Daughter of agricultural labourers who manage to earn a meagre Rs 3,000 in a month, Malavath was handpicked by the Andhra Pradesh Social Welfare Residential Schools, which provides free education to the underprivileged children. The organization sends the tribal kids on expeditions.
“Climbing the Everest was certainly more difficult than I thought – but my willpower to prove that a tribal girl can do something kept me going,’” she was quoted soon after attaining her feat. “The satisfaction of all the hard work I had done and the quietness of the place and peace filled me,” she said.
Tashi and Nungshi Malik: Tashi and Nungshi are twins from Haryana. They share a common love for sports. On May 19th they scaled Mt.Everest and became the first twin sisters to do so.
They then completed the Seven Summits (the highest peak in each of the seven continents) and have skied to the North Pole as part of the Explorers Grand Slam.
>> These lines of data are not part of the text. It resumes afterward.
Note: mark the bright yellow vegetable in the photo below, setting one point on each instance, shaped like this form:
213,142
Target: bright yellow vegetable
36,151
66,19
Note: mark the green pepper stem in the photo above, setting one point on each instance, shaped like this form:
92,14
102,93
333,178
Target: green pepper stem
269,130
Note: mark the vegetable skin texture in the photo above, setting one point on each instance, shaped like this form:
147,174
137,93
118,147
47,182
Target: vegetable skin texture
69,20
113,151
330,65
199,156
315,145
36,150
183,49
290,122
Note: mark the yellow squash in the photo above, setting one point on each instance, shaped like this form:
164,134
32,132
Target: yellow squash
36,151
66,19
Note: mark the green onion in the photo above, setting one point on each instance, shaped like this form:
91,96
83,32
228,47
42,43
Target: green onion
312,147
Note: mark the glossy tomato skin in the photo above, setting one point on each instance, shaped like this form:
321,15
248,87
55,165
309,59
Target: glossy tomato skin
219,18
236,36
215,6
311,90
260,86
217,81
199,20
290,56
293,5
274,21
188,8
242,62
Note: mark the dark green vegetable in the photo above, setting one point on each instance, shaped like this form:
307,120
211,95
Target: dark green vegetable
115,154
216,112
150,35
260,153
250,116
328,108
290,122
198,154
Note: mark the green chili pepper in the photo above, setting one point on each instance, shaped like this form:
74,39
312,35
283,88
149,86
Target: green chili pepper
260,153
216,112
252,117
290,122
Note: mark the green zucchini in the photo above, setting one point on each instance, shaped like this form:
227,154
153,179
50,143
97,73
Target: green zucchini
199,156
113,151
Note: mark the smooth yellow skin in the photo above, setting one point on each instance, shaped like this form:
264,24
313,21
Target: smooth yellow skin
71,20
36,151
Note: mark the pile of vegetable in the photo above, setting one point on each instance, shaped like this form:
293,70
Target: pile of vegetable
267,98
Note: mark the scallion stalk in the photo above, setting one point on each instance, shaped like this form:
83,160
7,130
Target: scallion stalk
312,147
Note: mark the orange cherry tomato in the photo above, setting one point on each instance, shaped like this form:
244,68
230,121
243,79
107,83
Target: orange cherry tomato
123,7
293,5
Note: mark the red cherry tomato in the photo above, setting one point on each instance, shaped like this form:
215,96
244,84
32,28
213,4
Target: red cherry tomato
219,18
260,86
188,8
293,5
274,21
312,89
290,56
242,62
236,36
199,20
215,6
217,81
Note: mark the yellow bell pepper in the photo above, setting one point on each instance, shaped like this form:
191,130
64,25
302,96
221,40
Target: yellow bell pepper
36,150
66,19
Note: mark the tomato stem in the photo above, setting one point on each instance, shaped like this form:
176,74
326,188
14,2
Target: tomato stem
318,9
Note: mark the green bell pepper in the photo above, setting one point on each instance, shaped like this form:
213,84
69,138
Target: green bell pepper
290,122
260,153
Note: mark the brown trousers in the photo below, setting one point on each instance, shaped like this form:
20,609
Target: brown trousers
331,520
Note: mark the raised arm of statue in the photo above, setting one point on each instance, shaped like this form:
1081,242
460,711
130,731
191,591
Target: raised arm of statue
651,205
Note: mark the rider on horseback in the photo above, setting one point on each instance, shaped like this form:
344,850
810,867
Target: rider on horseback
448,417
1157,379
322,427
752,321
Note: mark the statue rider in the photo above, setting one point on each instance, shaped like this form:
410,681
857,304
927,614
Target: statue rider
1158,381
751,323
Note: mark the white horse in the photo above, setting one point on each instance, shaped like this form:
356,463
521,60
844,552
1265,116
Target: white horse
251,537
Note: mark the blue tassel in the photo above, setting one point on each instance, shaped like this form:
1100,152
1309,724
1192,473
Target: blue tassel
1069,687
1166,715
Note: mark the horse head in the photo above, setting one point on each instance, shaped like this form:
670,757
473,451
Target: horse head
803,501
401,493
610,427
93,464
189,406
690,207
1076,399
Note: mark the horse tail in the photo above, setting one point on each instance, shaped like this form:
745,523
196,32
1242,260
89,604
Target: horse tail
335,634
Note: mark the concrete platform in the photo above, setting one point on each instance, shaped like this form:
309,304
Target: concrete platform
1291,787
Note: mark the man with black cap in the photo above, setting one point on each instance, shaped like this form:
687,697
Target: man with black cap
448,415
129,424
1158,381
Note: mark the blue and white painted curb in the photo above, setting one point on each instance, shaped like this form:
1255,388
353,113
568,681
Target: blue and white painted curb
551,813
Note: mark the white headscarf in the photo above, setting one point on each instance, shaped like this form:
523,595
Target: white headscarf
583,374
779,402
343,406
They get their love for mountaineering from their father who is in the army.
Santosh Yadav: This Indian mountaineer is the first woman in the world to climb Mount Everest twice and the first woman to climb Mt Everest from Kangshung face. She first climbed the peak in May 1992 and then repeated her feat in May 1993.
Hailing from Haryana, Santosh Yadav has been awarded the Padma Shri in 2000.
-“I had never seen snow in my life until the expedition happened. So once I climbed the highest mountain in the world, it was an incredible feeling. And I felt immensely satisfied and relieved to have finally achieved my goal. I still remember how I proudly raised the Indian flag and saluted it,”- says Santosh.